Gerry, ich nehme an, du weißt, was Mr. Kinsella über dich denkt und sagt.


Nicht im Detail, aber er ist wohl der Meinung, ich sei ein Arschloch. Ein diabolisches Arschloch.



Es gab wohl den Ausdruck "fucking terrorist asshole" ...

Ja.



Und er hat dich mit dem Neonazi George Burdi (George Burdi war in den Neunzigern eine der Größen der kanadischen Nazi-Musikszene, hat sich aber nach einer Haftstrafe von dieser abgewendet; Anm. jh) verglichen, mit der Begründung, ihr hättet beide Gewalt angewendet. Und auch andere Leute von damals wie der Autor Chris Walter waren mit der Anwendung von Gewalt nicht einverstanden. Doch trotz der Ablehnung der Methoden von Direct Action hatten die meisten Leute doch irgendwie auch Sympathie für eure Motivation, die Frustration über die gesellschaftliche Situation, und eure Ziele.



Genau das sagt meine Mutter auch, haha.

Jedenfalls schrieb ich Warren Kinsella diesbezüglich, und er antwortete mir, ich könne gerne aus seinem Buch zitieren - und dass, ich zitiere, "Gerald Hannah denkt, es ist Punk einen unschuldigen Menschen in die Luft zu jagen. Das ist aber nicht Punk, so was macht nur ein Arschloch, und für so eins haben wir alle Hannah gehalten".

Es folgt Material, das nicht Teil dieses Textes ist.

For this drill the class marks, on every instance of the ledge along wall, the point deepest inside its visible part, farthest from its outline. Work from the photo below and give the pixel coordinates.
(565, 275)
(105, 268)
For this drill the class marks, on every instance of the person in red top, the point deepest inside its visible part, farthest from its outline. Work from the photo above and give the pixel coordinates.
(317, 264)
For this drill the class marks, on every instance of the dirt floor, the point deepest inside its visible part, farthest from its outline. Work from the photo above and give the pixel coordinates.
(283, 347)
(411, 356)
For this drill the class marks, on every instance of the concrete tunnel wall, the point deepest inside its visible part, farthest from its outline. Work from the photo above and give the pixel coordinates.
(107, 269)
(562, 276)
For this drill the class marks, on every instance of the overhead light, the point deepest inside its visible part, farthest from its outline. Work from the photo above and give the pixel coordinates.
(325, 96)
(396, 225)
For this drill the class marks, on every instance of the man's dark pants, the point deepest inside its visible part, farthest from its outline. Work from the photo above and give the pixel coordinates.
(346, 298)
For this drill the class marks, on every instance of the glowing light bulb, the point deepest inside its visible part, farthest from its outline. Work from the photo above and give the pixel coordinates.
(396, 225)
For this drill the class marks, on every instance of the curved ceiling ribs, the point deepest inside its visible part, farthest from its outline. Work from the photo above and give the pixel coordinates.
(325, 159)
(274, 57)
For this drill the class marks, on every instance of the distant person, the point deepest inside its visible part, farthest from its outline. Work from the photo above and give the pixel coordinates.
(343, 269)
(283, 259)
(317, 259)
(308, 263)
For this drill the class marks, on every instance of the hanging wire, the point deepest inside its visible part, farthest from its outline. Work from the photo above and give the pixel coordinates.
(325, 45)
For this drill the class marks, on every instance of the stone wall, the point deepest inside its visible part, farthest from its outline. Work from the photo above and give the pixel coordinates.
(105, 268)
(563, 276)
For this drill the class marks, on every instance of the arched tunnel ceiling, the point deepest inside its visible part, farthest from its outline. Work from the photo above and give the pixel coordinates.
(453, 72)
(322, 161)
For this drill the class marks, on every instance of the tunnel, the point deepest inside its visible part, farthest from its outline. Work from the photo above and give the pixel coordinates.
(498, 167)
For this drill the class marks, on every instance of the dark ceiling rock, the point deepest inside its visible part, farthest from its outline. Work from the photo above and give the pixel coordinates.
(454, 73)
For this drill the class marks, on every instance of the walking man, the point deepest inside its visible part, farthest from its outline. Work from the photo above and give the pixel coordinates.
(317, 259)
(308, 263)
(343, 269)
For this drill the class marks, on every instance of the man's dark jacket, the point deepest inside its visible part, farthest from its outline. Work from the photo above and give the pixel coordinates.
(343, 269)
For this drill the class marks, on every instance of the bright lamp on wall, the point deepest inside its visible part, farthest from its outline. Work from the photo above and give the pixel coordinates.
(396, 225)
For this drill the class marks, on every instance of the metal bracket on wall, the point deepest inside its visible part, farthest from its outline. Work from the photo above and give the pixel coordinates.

Wen meint er mit "wir alle"?



Das habe ich ihn auch gefragt. Ich schickte ihm eine Liste von Links als Beispiele von Punks, die mit Direct Action sympathisierten oder zumindest Verständnis für deren Tun äußerten, aber er antwortete mir nicht mehr. Allerdings gab es einen da draußen, der sich kritisch äußerte: Steve Albini. Meinte Kinsella also die Punks in Calgary? Sich und Steve Albini? Die HOT NASTIES? Ich wollte also aus Kinsella herauskitzeln, was und wen genau er meint, für wen er zu sprechen vorgibt. Er schrieb mir dann nur noch, er habe das Gefühl, ich versuche da jemanden reinzuwaschen, und das war's. Wie stehst du denn heute mit Kinsella?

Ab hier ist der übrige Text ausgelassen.